In 2015, the Science journal published the results of a so-called ‘replication study’, which generated a great deal of attention.
A large number of researchers had replicated one hundred scientific studies in psychology, which had previously been published in top-rated magazines. The researchers used the original methods but with new and larger samples. The results were surprising. They found that just one third of the results could be reproduced.
“It is, quite simply, that a large proportion of published research results do not stand up”, says Anna Dreber Almenberg, who is professor of economics at Stockholm School of Economics and one of the 270 researchers behind the study.
Last year, together with colleagues, she published another, similar study in Science. Here, they examined 18 experimental studies in economics, which had also been published in prestigious journals. They conducted them in the same way as they had originally been conducted, but with more people. They found that just eleven of the results – 60 percent – could be reproduced.
More examples can be found in other areas. In 2013, for example, the Amgen pharmaceutical company attempted to repeat 53 preclinical cancer studies. When the studies were repeated, just one in ten produced the same results as in the original article. This study was followed by several others within cancer research, and these studies also demonstrated a low degree of reproducibility.
“I don’t believe that researchers are deliberately being misleading – on the contrary, I’m sure that most are attempting to conduct good research. There are a number of alternative explanations.”
Anna Dreber Almenberg mentions several examples. One is that the studies can give a so-called ‘false positive’ result because they are based upon a sample size that is too small. Another explanation is that it is difficult to publish studies that do not indicate any connection – for example, where a particular action does not have a positive effect.
Above all else, however, she emphasises the role played by the many decisions that researchers have to make during their statistical analysis, which can lead to the results being misinterpreted.
Large degree of freedom
The first of these is called p-hacking. This concerns the inclusion or the exclusion of different variables or observations in the analysis of the data, until a sufficiently low so-called ‘p-value’ has been achieved.
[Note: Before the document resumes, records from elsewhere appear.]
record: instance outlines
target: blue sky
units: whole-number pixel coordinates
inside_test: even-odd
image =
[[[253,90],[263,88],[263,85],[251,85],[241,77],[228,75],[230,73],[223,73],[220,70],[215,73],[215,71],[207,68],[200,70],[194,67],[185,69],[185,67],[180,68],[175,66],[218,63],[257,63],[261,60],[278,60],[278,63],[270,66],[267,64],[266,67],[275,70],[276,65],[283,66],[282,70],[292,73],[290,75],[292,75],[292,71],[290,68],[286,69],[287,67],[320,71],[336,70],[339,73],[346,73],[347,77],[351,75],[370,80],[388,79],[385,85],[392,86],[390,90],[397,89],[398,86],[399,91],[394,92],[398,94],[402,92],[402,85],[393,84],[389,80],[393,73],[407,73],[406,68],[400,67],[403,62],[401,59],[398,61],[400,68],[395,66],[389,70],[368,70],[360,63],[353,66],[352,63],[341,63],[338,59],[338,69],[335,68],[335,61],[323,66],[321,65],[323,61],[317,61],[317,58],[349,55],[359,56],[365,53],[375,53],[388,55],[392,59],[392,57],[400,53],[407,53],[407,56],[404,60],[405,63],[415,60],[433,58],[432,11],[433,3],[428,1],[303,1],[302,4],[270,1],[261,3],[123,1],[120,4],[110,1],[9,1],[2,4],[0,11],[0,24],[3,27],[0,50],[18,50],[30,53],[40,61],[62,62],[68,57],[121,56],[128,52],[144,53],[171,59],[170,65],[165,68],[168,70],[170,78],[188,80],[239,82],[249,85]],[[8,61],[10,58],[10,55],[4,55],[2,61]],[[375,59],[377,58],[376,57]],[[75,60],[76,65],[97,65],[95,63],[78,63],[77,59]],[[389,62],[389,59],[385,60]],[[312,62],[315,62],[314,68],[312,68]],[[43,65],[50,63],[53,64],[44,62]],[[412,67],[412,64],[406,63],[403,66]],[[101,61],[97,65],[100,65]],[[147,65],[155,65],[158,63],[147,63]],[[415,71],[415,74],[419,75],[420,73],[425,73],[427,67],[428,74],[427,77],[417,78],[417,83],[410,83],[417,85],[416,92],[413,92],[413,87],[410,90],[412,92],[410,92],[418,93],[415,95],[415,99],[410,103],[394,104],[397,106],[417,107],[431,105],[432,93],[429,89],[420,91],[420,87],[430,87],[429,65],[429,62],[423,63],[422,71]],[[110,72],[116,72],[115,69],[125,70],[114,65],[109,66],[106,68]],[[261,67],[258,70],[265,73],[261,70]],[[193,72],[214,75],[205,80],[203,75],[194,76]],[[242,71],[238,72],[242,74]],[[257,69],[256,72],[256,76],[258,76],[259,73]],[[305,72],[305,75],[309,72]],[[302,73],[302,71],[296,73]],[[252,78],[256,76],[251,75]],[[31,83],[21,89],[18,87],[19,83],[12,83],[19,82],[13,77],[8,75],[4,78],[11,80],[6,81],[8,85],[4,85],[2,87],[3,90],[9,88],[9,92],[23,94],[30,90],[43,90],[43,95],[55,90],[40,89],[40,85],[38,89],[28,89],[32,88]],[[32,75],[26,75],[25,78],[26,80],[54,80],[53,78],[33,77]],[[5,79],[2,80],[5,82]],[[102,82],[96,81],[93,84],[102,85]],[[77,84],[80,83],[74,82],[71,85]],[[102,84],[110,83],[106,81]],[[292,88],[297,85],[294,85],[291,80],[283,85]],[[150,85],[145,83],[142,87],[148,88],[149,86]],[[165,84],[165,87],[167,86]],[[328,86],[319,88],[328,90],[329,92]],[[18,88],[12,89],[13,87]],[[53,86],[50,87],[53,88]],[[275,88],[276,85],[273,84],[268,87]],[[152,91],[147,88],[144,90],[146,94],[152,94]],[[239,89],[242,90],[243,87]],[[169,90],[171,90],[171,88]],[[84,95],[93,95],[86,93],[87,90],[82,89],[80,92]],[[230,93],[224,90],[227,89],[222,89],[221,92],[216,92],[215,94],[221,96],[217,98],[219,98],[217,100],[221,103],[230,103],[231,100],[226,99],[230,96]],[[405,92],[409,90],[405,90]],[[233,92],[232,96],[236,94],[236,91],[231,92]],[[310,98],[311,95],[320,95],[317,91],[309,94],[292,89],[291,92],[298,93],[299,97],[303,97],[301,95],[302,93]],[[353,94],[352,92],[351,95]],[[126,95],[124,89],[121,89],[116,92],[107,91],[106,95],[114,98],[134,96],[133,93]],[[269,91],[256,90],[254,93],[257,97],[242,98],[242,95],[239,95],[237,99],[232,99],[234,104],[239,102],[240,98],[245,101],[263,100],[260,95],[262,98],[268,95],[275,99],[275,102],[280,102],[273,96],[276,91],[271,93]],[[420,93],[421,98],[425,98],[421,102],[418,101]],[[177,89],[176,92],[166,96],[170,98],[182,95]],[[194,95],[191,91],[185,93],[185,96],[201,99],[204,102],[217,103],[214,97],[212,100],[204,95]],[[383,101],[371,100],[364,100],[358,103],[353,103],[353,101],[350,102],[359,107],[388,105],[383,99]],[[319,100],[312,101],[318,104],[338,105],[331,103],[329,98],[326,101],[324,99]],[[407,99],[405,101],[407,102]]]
This is a statistical measure of how reliable the result is. Results with a p-value of below 0.05 are usually regarded as being statistically significant.
The second pitfall is known as ‘forking’, whereby the researcher allows the results to determine how the analysis should be performed. If the researcher is not able to find any connection within the whole of the group being examined, they can continue their search in subgroups.
“These phenomena make it difficult to interpret the results.”
Anna Dreber Almenberg believes that the solution is what she refers to as ‘tying yourself to the mast’.
“It is best to decide in advance exactly which tests are to be conducted, whether or not to look at subgroups, how the variables are to be defined, and so on. Everything must be decided before the analysis begins in order to ensure that the interpretation of the results will be meaningful”, she explains.
A large part of her research concerns the examination of whether or not research results are reliable. Together with some colleagues, she was drawn towards the large-scale replication project in the field of psychology, which was eventually published in Science.
Reviews top journals
A further replication study is planned to be published during the winter. This involve examination of 21 social-scientific studies that were published in Nature and Science between 2010 and 2015. There are 23 researchers behind this work, including the colleagues from Stockholm School of Economics.
The next project involves investigating the reproducibility of articles published in the American journal PNAS – Proceedings of the National Academy of Sciences.
“We choose the high-profile journals because they have such a major impact within their subject fields and sometimes even at policy level”, says Anna Dreber Almenberg.
Wants to have an influence
She points to a number of risks involved in published results which do not stand up. One problem is that researchers waste both time and resources on the wrong things. Another is that politicians who want to base policy reforms on research results can make decisions that are informed by data that is unreliable.
Primarily, Anna Dreber Almenberg wants to influence other researchers.
“I want them to think more about the kind of statistical analysis they perform. In my opinion, most of the false results arise from good researchers, with good intentions, ending up with misleading p-values. Publishing a false positive result does not necessarily mean that the researcher is incompetent or unethical – we can all be led to believe that we have found something that later fails to withstand scrutiny. It is significant, however, if the researcher chooses to defend results that have repeatedly been shown to not stand up. Low reproducibility is a problem for science in general.”
She also believes that a change is on the way.
“Researchers in the field of psychology are leading the way in updating the methods used. Economists have also begun the process.”